Type: | Package |
Title: | Change Point Detection with Missing Values |
Version: | 0.1.1 |
Author: | Yanxi Liu [aut, cre], Abolfazl Safikhani [aut] |
Maintainer: | Yanxi Liu <liuyanxi@ufl.edu> |
Description: | A four step change point detection method that can detect break points with the presence of missing values proposed by Liu and Safikhani (2023) https://drive.google.com/file/d/1a8sV3RJ8VofLWikTDTQ7W4XJ76cEj4Fg/view?usp=drive_link. |
License: | GPL-2 |
Encoding: | UTF-8 |
Imports: | stats, graphics, mvtnorm, factoextra, Rcpp, ggplot2, glmnet |
LinkingTo: | Rcpp, RcppArmadillo |
Suggests: | knitr, rmarkdown |
VignetteBuilder: | knitr |
RoxygenNote: | 7.2.3 |
NeedsCompilation: | yes |
Packaged: | 2025-02-17 11:48:51 UTC; yanxiliu |
Repository: | CRAN |
Date/Publication: | 2025-02-17 12:30:07 UTC |
BIC
Description
BIC and HBIC function
Usage
BIC(residual, phi)
Arguments
residual |
residual matrix |
phi |
estimated coefficient matrix of the model |
Value
A list object, which contains the followings
- BIC
BIC value
- HBIC
HBIC value
BIC_threshold
Description
BIC threshold for final parameter estimation
Usage
BIC_threshold(
beta.final,
k,
m.hat,
brk,
data_y,
data_x = NULL,
b_n = 2,
nlam = 20
)
Arguments
beta.final |
estimated parameter coefficient matrices |
k |
dimensions of parameter coefficient matrices |
m.hat |
number of estimated change points |
brk |
vector of estimated change points |
data_y |
input data matrix (response), with each column representing the time series component |
data_x |
input data matrix (predictor), with each column 1 |
b_n |
the block size |
nlam |
number of hyperparameters for grid search |
Value
lambda.val.best, the tuning parameter lambda selected by BIC.
BTIE
Description
Perform the BTIE algorithm to detect the structural breaks in large scale high-dimensional mean shift models.
Usage
BTIE(
data_y,
lambda.1.cv = NULL,
lambda.2.cv = NULL,
max.iteration = 100,
tol = 10^(-2),
block.size = NULL,
refit = FALSE,
optimal.block = TRUE,
optimal.gamma.val = 1.5,
block.range = NULL
)
Arguments
data_y |
input data matrix (response), with each column representing the time series component |
lambda.1.cv |
tuning parmaeter lambda_1 for fused lasso |
lambda.2.cv |
tuning parmaeter lambda_2 for fused lasso |
max.iteration |
max number of iteration for the fused lasso |
tol |
tolerance for the fused lasso |
block.size |
the block size |
refit |
logical; if TRUE, refit the model, if FALSE, use BIC to find a thresholding value and then output the parameter estimates without refitting.
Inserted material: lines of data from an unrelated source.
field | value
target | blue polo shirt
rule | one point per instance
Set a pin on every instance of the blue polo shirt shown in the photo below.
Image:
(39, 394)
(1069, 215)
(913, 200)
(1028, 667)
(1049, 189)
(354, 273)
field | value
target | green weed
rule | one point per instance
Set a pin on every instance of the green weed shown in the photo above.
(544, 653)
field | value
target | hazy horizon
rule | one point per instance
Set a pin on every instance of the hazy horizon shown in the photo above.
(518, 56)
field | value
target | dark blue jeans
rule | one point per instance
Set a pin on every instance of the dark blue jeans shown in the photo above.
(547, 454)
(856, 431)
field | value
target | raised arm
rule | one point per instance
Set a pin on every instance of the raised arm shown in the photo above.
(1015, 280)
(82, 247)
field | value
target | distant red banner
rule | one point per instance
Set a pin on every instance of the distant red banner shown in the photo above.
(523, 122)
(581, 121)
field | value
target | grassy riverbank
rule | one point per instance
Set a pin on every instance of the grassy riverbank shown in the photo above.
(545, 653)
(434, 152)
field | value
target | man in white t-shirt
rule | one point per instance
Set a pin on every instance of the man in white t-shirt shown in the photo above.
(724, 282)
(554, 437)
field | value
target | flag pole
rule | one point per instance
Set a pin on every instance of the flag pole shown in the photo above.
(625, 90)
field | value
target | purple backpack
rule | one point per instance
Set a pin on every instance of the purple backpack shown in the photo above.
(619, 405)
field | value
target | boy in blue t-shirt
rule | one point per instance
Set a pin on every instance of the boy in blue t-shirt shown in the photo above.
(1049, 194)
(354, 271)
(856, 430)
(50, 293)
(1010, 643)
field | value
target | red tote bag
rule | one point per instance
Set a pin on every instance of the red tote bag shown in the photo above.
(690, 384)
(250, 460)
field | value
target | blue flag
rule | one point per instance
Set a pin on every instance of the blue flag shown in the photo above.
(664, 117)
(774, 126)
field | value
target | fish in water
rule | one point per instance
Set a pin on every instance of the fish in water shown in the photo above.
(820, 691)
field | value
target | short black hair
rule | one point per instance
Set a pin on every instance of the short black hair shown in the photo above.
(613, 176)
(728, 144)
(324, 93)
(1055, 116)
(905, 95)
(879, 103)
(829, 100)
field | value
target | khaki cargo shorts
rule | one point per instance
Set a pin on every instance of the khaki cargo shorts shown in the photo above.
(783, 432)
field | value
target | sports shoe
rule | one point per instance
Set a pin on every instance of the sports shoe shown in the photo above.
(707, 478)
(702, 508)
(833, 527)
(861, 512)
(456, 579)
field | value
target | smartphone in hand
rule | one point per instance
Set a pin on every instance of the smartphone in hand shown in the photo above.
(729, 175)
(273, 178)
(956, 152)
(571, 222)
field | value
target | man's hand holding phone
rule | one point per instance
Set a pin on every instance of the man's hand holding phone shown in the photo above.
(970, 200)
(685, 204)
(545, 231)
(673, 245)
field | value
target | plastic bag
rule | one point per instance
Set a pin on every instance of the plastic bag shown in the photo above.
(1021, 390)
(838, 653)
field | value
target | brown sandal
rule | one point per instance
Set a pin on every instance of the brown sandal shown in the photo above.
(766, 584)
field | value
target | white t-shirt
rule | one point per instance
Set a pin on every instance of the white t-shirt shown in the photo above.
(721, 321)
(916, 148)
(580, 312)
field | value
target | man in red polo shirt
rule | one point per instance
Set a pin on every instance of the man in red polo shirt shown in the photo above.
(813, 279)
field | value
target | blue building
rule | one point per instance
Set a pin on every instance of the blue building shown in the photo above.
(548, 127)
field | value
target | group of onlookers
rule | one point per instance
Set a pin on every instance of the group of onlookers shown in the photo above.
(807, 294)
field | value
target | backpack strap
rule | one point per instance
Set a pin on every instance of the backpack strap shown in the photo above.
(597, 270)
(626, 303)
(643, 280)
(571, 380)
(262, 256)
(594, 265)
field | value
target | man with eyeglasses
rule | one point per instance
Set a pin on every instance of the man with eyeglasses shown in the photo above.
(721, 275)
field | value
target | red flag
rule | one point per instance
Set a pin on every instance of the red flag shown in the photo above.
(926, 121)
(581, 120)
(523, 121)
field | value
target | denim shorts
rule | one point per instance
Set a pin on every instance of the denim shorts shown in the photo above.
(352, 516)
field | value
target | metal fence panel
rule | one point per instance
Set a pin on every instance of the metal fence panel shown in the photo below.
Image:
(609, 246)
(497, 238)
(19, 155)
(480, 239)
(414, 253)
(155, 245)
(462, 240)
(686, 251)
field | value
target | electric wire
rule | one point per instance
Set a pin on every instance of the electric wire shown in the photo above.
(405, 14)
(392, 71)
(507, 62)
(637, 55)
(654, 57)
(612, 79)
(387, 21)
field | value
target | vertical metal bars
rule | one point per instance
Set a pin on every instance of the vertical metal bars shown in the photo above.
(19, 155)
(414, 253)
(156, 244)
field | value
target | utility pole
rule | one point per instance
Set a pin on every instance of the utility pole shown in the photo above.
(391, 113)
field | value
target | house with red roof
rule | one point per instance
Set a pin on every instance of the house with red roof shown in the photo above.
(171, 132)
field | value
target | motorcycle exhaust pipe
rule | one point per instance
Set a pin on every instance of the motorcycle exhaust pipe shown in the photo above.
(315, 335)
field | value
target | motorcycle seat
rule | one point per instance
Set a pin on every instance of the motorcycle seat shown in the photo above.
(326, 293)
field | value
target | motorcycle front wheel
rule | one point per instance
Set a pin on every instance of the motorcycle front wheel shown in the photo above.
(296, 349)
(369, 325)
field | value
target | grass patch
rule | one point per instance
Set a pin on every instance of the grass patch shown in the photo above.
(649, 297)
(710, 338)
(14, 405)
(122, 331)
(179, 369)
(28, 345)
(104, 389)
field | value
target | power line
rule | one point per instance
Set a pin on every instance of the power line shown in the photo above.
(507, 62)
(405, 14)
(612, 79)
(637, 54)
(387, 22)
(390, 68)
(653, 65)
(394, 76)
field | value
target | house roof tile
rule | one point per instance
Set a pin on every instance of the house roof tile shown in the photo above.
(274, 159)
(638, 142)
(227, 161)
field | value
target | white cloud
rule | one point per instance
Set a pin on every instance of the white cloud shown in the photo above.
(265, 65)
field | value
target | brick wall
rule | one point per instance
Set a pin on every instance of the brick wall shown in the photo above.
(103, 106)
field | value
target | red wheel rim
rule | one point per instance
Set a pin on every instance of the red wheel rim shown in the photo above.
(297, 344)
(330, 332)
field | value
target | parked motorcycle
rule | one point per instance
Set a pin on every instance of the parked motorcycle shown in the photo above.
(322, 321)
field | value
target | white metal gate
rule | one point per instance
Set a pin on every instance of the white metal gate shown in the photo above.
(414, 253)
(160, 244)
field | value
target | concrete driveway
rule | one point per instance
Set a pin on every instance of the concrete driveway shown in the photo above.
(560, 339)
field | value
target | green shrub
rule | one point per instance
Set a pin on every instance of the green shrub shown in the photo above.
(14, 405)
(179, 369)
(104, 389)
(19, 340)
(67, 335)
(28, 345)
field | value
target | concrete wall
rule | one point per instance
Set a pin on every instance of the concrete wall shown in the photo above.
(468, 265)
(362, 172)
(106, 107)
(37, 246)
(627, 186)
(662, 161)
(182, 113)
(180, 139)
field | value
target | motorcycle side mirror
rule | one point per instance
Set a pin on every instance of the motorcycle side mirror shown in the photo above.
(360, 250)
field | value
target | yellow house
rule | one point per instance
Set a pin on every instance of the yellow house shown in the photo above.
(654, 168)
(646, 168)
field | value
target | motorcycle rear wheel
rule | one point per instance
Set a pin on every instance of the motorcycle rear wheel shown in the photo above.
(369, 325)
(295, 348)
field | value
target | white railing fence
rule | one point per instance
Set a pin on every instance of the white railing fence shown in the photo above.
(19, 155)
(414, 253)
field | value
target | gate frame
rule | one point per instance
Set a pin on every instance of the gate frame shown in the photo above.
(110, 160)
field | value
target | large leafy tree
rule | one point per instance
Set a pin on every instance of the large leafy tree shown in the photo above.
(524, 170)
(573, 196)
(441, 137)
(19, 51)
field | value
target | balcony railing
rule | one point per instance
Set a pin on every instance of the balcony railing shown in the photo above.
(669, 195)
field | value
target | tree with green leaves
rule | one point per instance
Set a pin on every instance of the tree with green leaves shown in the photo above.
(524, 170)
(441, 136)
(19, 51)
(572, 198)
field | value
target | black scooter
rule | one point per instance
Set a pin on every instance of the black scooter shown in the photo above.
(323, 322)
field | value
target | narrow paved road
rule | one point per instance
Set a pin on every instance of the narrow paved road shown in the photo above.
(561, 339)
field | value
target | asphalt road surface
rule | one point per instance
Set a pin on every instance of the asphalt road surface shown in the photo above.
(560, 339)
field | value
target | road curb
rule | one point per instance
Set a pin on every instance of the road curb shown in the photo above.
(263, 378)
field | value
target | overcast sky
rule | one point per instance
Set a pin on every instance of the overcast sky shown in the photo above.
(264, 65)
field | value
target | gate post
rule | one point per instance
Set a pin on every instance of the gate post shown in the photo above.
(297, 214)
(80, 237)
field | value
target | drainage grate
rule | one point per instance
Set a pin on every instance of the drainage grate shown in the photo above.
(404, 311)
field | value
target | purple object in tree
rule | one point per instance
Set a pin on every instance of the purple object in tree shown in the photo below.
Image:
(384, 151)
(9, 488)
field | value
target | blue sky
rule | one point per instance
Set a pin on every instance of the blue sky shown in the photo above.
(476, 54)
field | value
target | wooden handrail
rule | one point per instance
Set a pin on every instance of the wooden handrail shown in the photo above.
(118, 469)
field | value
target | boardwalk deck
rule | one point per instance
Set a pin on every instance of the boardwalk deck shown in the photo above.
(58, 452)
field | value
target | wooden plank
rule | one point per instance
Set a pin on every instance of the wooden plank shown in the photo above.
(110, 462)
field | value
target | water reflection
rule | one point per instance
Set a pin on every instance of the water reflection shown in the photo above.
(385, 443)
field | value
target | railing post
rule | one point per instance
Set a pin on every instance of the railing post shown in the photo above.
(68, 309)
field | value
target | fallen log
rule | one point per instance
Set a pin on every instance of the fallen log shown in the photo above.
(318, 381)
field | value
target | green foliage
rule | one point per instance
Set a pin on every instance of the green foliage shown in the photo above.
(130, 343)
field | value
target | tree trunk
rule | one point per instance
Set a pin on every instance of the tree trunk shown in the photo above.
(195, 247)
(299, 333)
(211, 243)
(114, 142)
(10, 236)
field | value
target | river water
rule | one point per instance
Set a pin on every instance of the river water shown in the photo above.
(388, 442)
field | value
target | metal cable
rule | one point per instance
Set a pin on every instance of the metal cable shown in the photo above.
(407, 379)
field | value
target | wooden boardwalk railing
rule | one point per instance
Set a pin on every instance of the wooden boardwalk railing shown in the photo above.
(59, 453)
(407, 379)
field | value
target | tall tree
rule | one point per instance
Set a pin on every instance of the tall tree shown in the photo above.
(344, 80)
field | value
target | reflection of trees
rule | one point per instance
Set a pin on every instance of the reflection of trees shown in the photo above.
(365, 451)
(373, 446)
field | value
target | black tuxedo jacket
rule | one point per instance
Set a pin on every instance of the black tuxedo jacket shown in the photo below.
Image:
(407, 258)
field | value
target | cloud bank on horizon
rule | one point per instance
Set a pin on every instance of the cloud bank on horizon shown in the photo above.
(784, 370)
Default is FALSE. |
optimal.block |
logical; if TRUE, grid search to find optimal block size, if FALSE, directly use the default block size. Default is TRUE. |
optimal.gamma.val |
hyperparameter for optimal block size, if optimal.blocks == TRUE. Default is 1.5. |
block.range |
the search domain for optimal block size. |
Value
A list object, which contains the followings
Examples
set.seed(1)
n <- 1000;
p <- 50;
brk <- c(333, 666, n+1)
m <- length(brk)
d <- 5
constant.full <- constant_generation(n, p, d, 50, brk)
e.sigma <- as.matrix(1*diag(p))
data_y <- data_generation(n = n, mu = constant.full, sigma = e.sigma, brk = brk)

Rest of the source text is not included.